Rep. Brent Barton (D-Oregon City) barely defeated his Republican opponent, Steve Newgard, last year, winning by just 348 votes, the narrowest margin of six hotly contested Metro-area House races.

Barton was returning to the House after losing a Senate race in 2010. He says he thought he could put the campaign behind him after November and get busy legislating.

But in February a billboard went up on I-205, targeting Barton ahead of an expected vote on the $3.4 billion Columbia River Crossing project. 

"Which State Representative is about to RAISE YOUR TAXES to pay for LIGHT RAIL to Vancouver?" the billboard asked. Although it did not name Barton, the billboard carried a silhouette that was recognizably his.

When the House voted on the CRC on Feb. 25, however, Barton—along with three Republicans, Tim Freeman (R-Roseburg), Kim Thatcher (R-Keizer) and Jim Weidner (R-Yamhill)—were absent.

That prompted a mailer of the type normally reserved for campaign season. "He decided to DODGE one of the most controversial votes this year," the mailer said. "To approve the Columbia River Crossing light rail bridge."

Light rail is unpopular in Barton's Clackamas County district.

Only two House Democrats, Reps. Lew Frederick (D-Portland) and Carolyn Tomei (D-Milwaukie) voted against the bill. So did Barton dodge the vote? 

Barton, a lawyer, says he had a long-planned work-related obligation.

"I was going to vote 'yes' but I was in deposition that day," Barton says. "I filed my notice of absence with the clerk in early February, long before I could have known when the CRC vote would be held."

A check with the House clerk's office supports his claim. On Feb. 4, the day the session officially opened, Barton filed a request seeking excused absence for Feb. 25 and Feb. 26.

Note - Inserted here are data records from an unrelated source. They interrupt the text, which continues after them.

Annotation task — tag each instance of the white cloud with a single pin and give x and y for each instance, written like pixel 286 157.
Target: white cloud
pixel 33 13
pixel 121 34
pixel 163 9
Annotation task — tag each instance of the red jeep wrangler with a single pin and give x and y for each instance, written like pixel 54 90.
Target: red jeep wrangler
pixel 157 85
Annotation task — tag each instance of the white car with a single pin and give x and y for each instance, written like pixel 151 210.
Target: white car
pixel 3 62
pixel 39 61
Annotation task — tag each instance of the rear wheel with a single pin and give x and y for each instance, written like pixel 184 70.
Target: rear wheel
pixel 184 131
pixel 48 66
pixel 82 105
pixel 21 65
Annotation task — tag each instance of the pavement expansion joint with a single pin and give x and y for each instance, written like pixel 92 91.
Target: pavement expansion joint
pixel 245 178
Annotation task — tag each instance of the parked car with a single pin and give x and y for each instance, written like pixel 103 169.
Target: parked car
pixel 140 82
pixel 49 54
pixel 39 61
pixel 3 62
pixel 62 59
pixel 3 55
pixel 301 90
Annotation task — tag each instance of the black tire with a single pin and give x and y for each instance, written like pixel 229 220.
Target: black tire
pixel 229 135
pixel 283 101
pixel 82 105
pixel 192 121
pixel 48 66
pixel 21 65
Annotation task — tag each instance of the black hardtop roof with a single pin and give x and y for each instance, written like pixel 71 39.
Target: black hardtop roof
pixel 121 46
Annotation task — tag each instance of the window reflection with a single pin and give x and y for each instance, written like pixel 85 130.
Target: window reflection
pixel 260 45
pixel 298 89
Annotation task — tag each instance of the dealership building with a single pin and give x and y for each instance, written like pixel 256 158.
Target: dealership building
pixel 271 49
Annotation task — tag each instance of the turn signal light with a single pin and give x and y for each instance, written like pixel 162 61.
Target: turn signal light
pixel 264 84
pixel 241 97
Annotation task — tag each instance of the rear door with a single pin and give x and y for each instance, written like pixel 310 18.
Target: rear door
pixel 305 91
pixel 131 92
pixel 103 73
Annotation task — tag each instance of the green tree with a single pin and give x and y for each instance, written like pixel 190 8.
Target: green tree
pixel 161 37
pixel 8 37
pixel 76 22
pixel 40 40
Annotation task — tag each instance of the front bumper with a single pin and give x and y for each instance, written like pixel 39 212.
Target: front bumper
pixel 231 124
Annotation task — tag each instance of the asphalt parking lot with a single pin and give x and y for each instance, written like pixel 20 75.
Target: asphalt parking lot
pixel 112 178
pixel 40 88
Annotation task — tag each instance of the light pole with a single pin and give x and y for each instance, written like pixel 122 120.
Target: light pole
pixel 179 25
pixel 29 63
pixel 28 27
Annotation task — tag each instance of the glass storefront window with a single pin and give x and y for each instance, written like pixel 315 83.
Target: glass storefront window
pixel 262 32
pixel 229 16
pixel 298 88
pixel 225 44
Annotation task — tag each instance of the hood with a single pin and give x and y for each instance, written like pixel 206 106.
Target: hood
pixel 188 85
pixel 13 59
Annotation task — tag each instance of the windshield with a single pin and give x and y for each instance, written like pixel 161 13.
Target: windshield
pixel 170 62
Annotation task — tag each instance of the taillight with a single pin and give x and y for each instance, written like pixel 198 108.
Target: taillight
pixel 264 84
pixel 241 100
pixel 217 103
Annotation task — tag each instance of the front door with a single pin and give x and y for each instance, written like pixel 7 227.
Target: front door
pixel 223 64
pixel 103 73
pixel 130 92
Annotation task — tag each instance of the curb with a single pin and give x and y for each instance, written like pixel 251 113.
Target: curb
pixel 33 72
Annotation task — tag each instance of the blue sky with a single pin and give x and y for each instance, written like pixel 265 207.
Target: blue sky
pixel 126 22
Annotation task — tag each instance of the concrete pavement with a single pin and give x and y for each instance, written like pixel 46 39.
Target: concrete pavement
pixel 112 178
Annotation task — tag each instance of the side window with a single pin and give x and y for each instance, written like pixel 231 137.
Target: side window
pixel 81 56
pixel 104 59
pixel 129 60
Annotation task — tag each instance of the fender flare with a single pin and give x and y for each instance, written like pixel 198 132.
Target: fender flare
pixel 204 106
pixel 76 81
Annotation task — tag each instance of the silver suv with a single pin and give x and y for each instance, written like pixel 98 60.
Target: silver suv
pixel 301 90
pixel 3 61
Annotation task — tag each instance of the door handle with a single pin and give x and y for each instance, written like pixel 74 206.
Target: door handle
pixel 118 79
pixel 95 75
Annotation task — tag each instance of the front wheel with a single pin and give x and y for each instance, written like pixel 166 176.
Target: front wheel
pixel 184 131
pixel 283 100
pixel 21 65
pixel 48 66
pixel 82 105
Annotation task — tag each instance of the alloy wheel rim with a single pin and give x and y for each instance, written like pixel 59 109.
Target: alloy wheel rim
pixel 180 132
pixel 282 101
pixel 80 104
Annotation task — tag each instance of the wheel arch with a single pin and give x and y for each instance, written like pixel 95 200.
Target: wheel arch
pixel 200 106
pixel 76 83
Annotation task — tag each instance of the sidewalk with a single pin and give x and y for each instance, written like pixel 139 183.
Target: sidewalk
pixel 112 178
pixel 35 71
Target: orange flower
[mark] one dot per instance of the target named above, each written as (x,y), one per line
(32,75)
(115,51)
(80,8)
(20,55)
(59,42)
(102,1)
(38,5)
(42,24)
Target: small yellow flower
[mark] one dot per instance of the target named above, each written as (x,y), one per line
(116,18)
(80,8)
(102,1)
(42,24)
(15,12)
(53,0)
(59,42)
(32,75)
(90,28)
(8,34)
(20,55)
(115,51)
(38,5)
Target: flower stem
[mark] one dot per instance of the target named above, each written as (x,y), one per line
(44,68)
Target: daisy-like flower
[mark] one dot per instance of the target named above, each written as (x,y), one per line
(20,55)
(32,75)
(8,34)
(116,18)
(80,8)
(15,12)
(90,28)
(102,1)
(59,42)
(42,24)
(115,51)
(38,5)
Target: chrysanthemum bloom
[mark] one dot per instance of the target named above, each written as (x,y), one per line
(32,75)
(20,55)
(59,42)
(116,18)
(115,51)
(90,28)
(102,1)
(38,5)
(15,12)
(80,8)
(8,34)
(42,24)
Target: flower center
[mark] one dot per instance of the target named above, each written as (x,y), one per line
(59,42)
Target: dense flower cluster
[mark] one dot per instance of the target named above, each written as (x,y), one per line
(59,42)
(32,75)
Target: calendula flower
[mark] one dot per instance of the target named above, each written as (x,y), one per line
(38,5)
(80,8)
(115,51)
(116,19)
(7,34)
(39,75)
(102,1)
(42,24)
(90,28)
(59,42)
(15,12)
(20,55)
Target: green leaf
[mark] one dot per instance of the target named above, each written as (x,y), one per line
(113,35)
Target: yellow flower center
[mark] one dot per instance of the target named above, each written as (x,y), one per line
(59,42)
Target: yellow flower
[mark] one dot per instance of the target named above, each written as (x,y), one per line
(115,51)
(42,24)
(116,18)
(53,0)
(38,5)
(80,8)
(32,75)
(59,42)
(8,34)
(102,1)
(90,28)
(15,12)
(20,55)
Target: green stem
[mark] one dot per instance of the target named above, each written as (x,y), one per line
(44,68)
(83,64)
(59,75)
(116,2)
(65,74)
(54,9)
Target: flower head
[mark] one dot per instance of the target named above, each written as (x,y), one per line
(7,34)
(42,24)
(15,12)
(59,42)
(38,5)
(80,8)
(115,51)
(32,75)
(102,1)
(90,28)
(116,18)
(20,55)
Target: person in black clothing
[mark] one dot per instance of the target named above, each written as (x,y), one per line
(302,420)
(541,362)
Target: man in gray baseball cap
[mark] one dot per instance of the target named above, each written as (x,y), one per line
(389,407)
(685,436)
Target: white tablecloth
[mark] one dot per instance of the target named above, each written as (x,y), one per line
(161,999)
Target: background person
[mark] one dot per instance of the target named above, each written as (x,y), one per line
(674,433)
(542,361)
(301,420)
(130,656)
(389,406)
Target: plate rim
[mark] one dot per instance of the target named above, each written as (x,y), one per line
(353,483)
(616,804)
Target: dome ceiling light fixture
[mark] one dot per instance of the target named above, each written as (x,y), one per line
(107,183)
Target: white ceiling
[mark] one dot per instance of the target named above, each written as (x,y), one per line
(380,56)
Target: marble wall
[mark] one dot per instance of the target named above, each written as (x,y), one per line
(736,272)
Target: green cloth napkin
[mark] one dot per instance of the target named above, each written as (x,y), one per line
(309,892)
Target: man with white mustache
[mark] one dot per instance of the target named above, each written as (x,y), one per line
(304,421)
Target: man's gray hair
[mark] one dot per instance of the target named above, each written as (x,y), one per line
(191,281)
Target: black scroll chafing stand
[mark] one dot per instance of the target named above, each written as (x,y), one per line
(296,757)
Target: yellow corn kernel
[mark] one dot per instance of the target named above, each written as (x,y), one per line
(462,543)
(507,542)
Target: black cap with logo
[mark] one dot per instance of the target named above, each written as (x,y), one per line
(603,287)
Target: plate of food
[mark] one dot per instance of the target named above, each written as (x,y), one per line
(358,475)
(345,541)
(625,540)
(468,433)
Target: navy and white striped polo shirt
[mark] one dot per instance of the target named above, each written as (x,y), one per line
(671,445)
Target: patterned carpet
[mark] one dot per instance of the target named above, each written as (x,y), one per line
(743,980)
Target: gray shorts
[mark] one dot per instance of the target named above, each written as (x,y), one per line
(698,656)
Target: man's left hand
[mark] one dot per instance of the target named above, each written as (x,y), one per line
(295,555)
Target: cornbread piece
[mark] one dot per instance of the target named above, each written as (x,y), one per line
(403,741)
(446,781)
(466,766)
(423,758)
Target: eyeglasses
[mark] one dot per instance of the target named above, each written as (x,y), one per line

"I have a critical deposition that will probably require two days," Barton wrote. 

When the session opened, and as is the case normally, there was no scheduled date most people thought a CRC vote would come in March at the earliest, so it seems unlikely Barton missed the vote. 

Lindsay Berschauer, a political consultant who's been active in Clackamas County's anti-light rail movment, says she designed the anti-Barton billboard and another political action committee, Freedom and Responsibility, did the mailer.

Berschauer says it's important that Barton be accountable. "He has a responsibility to be transparent with his constituents," she says.

For his part, Barton says the attacks on him are inaccurate and unproductive.

"I don't like these tactics, which I find demeaning to the legislative process," Barton says. "These cheap shots make it harder to work across party lines."